CJWorkbench/cjworkbench-api

Repository files navigation

cjworkbench-api

Workbench API. Handles these endpoints:

  • /v1/datasets/{workflow_id}-{workflow_slug}/datapackage.json
  • /v1/datasets/{workflow_id}-{workflow_slug}/r{revision}/datapackage.json
  • /v1/datasets/{workflow_id}-{workflow_slug}/r{revision}/README.md
  • /v1/datasets/{workflow_id}-{workflow_slug}/r{revision}/data/{table}.{csv|json|parquet}

Developing

We're gung-ho on Docker. This server runs on NodeJS, but you needn't install Node. Just use Docker.

Adding dependencies

We don't respect your node-modules/ directory; our tooling leaves it empty. Each time you want to modify deps, you must rebuild package-lock.json from scratch:

  1. Edit dependencies in package.json (optionally, use npm install)
  2. rm -rf node_modules/ if the directory exists.
  3. Run bin/refresh-package-lock.sh. All deps will be re-found from scratch.

You never need to npm update. bin/refresh-package-lock.sh updates all transient dependencies.

Testing

Run bin/test. It'll run Jest atop a mock database and mock storage systems.

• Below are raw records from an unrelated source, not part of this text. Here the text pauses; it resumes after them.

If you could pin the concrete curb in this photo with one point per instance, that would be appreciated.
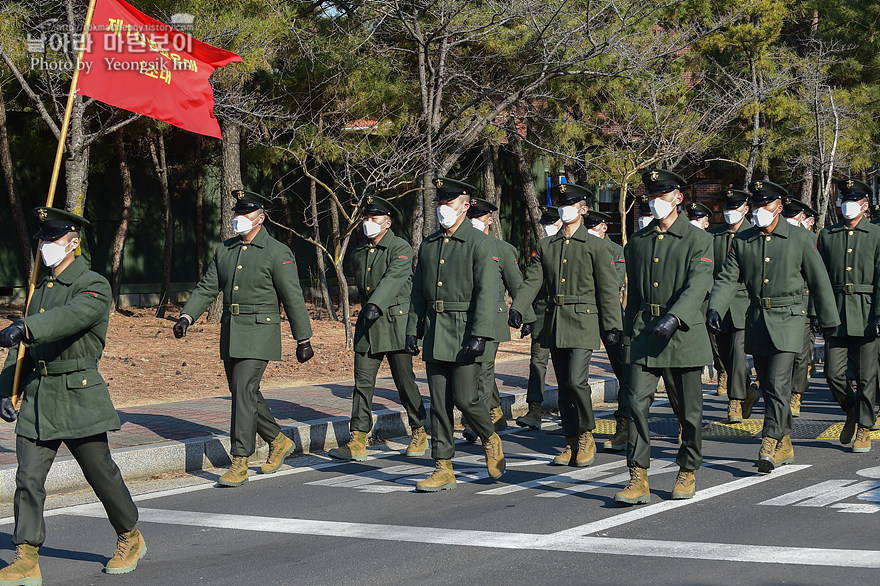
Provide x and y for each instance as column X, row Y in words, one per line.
column 199, row 454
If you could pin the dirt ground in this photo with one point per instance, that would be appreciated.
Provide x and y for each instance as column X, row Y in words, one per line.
column 143, row 363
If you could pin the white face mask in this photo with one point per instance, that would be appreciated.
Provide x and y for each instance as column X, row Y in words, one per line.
column 54, row 253
column 732, row 217
column 372, row 229
column 568, row 214
column 851, row 209
column 660, row 208
column 763, row 217
column 550, row 230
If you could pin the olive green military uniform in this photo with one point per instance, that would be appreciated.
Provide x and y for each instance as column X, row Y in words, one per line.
column 669, row 273
column 578, row 276
column 255, row 278
column 64, row 399
column 731, row 340
column 852, row 259
column 776, row 268
column 454, row 298
column 383, row 275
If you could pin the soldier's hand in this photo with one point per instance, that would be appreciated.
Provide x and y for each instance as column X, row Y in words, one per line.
column 475, row 347
column 665, row 327
column 514, row 319
column 7, row 410
column 713, row 321
column 179, row 328
column 370, row 313
column 304, row 351
column 612, row 337
column 13, row 334
column 412, row 346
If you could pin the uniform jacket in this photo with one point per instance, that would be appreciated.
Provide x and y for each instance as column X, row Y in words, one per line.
column 722, row 237
column 64, row 396
column 669, row 272
column 455, row 293
column 776, row 269
column 383, row 276
column 254, row 279
column 578, row 277
column 852, row 259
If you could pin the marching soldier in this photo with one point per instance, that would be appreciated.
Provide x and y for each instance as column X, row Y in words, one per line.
column 669, row 270
column 480, row 215
column 851, row 252
column 777, row 262
column 453, row 306
column 731, row 340
column 255, row 273
column 540, row 355
column 382, row 268
column 64, row 398
column 577, row 273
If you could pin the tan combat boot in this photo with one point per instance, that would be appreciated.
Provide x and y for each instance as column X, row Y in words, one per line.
column 685, row 485
column 498, row 418
column 279, row 449
column 443, row 478
column 130, row 547
column 734, row 411
column 532, row 419
column 618, row 440
column 355, row 449
column 495, row 463
column 419, row 443
column 568, row 454
column 863, row 440
column 237, row 473
column 637, row 491
column 586, row 450
column 24, row 569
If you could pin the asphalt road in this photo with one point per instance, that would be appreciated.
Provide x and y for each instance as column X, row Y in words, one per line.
column 323, row 522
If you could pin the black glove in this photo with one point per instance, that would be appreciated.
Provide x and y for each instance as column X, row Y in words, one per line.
column 713, row 321
column 665, row 327
column 7, row 410
column 304, row 351
column 180, row 327
column 475, row 347
column 13, row 334
column 370, row 313
column 514, row 319
column 412, row 346
column 612, row 337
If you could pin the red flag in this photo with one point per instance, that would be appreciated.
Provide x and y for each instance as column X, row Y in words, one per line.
column 137, row 63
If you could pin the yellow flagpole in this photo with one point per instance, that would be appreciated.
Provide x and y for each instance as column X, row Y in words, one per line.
column 50, row 199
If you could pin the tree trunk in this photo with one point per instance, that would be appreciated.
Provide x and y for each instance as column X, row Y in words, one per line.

If you modify dependencies, Ctrl+C and restart.

Adding a test case

  1. Choose a unique test-case ID and a slug: e.g., 123-test-wrong-slug.
  2. Add files to test/data/wf-123/datapackage.json. See other files for examples.
  3. Optionally (depending on what you're testing), add test/data/wf-123/r1/datapackage.json and test/data/wf-123/r1/data/*.
  4. Add SQL to test/sql/123-test-wrong-slug.sql. See other files for examples.
  5. Add test to test/*.ts. Be sure the test name incluess test-case ID: e.g., test('123. something something something', async () => {...}).

Being consistent about test IDs lets us easily detect unused files so we can delete them.

Running

For developing: use cjworkbench's bin/dev start.

If you want to test this dev server before committing, in your cjworkbench development environment, disable the cjworkbench-included api and run this one instead.

bin/dev start --scale api=0
../cjworkbench-api/bin/run-in-cjworkbench-bin/dev/environment.sh

Environment variables

When deploying, consider all these:

  • PGHOST, PGUSER, PGPASSWORD, PGDATABASE: database parameters
  • CJW_STORAGE_ENGINE: gcs or s3
  • CJW_STORAGE_ENDPOINT: e.g., https://s3.us-east-1.amazonaws.com
  • CJW_STORAGE_BUCKET: something like datasets.workbenchdata.com
  • GOOGLE_APPLICATION_CREDENTIALS, AWS_ACCESS_KEY_ID, AWS_SECRET_ACCESS_KEY, etc.: we rely on S3 and Google Storage libraries to read authentication info from your environment. They can use these environment variables; they can use your Kubernetes pod's metadata service; and so on.

Health checks

GET /healthz should return 200 OK with {"database":"ok","storage":"ok"}.

License

Copyright (c) 2021 Tables, Inc. Released under the AGPL-3.0 license. See LICENSE.